Today’s Post: What is philosophy and why do I do it?
Philosophy is the study of how to be right at the cost of people understanding that you are right or wanting to hear about how right you are. It is the study of how to be right, and an education in how to be wrong, so mostly what it involves is a radical uncertainty about reality (undergirdings, motivations, beliefs) while at the same time being utterly certain that one’s tools for detecting truth are highly calibrated. Philosophers spend much of their time trying to think of how they have gone wrong before someone else thinks it for them.
There are also questions, fields of study, broad areas of expertise: What is real? How do we know things? What is good? What is beautiful?

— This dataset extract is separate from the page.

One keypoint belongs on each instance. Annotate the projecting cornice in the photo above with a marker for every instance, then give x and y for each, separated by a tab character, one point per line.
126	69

I don’t really care about them.
What philosophers become really, really good at is figuring out why what other people are saying is unjustified or contradicts some other belief they must have. We are professional bullshit detectors, and the world is full of bullshit. The problem philosophers have, though, is that most people don’t like being called on their bullshit (and are convinced they aren’t spewing any anyway), so in the face of persistent questioning about further beliefs and demonstrations that those beliefs conflict with stated beliefs, people tend to just want the philosopher to go away or die.
This has always been a professional hazard.
Philosophy is not the study of how to convince other people you are right. If it were, we’d be in high demand, because there’s always a market for convincing other people to come around to your point of view, no matter how it is accomplished. There is almost no market for actually being right and explaining why other people are wrong. The philosopher is only interested in being right, and in explaining why he is right to the very person who thinks he is wrong. The philosopher doesn’t cater to an audience, hoping to win a vote.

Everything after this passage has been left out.